Tell me, what dish do you take to a funeral? Does your family have any funeral traditions?
- Tomato Sauce Ingredients
- 3 tablespoons olive oil
- 3 large cans San Marzano Tomatoes
- 2 cloves garlic
- 1 medium onion, quartered
- fresh herbs (basil, parsley or both)
- 1 pork chop (optional)
- MANICOTTI INGREDIENTS
- 1½ boxes manicotti (12 oz.)
- 1 two-pound container ricotta cheese
- ½ cup grated pecorino cheese
- 2 cups grated mozzarella cheese, divided
- dash nutmeg
- ½ teaspoon salt
- 1 teaspoon white pepper
- 1 egg
- ¼ cup finely chopped parsley
- TOMATO SAUCE INSTRUCTIONS
- Puree the tomatoes, by crushing with hands and then taking through a food mill. If you use good San Marzano tomatoes, you should get a lot of puree, very little waste.
- Heat onion and garlic in olive oil. Add in pork chop and brown on both sides.
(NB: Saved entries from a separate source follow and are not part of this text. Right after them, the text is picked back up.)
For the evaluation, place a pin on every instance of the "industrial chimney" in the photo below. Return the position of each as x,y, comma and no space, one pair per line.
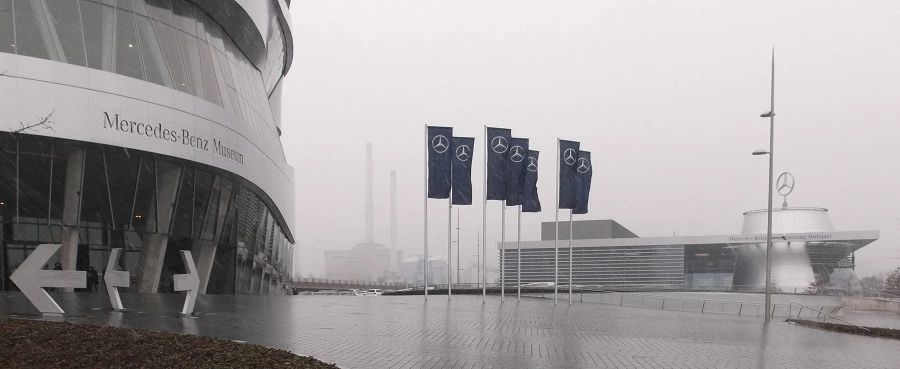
370,204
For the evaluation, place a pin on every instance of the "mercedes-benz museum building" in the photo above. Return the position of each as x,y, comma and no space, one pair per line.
151,126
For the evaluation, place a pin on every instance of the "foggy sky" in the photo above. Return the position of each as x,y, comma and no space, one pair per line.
665,94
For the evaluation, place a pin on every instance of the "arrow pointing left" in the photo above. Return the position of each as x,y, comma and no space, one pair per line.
31,279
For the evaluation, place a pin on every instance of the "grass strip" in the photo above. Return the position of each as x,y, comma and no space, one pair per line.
843,328
42,344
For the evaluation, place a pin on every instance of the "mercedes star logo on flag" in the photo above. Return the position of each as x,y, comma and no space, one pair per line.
499,144
583,165
517,154
785,184
532,164
569,156
440,144
462,152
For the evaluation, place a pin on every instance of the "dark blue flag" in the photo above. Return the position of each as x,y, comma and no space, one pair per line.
497,148
462,170
568,158
516,160
583,173
530,201
439,155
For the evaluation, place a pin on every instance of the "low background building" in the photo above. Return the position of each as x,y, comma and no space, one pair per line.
607,255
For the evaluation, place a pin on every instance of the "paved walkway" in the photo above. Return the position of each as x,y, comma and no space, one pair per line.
407,332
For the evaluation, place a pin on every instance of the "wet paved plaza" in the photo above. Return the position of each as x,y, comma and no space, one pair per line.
407,332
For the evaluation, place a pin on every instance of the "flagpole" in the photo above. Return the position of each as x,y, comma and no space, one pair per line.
519,257
425,265
478,262
570,256
556,232
484,223
458,242
449,244
503,251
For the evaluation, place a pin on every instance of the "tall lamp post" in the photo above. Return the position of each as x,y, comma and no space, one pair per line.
771,115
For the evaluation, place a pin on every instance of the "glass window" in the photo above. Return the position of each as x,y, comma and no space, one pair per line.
99,33
128,51
184,16
33,31
160,10
201,30
184,208
191,54
124,4
220,80
169,43
67,28
209,75
7,34
154,62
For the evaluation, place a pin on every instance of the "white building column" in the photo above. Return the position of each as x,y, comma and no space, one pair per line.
68,253
204,251
156,234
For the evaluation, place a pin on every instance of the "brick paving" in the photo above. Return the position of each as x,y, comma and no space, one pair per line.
407,332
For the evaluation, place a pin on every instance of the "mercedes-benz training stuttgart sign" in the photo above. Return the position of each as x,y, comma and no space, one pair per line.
583,165
463,152
785,184
517,154
532,164
569,156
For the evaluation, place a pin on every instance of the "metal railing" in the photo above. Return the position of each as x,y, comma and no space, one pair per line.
703,306
821,313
- Add in tomatoes, salt, pepper. Reduce heat to low until the sauce is reduced to a thick puree, about two hours. Remove, garlic, onion and pork chop before using sauce for manicotti. The pork chop is an option and used for extra flavor.
- MANICOTTI INSTRUCTIONS
- Mix ricotta cheese, pecorino, mozzarella cheese, egg, salt, pepper, nutmeg together. Add in parsley.
- Boil large pot of salted water. Cook manicotti shells for five minutes, no longer.
- Drain. Cool. Using a pastry bag, fill each manicotti with ricotta cheese mixture.
- Preheat oven to 375.
- In a baking pan, add in some tomato sauce, enough to cover bottom of pan, line up the manicotti, top with mozzarella cheese.
- Bake for 30 minutes or until the cheese is melted and bubbling. Allow to cool for 15 minutes prior to serving.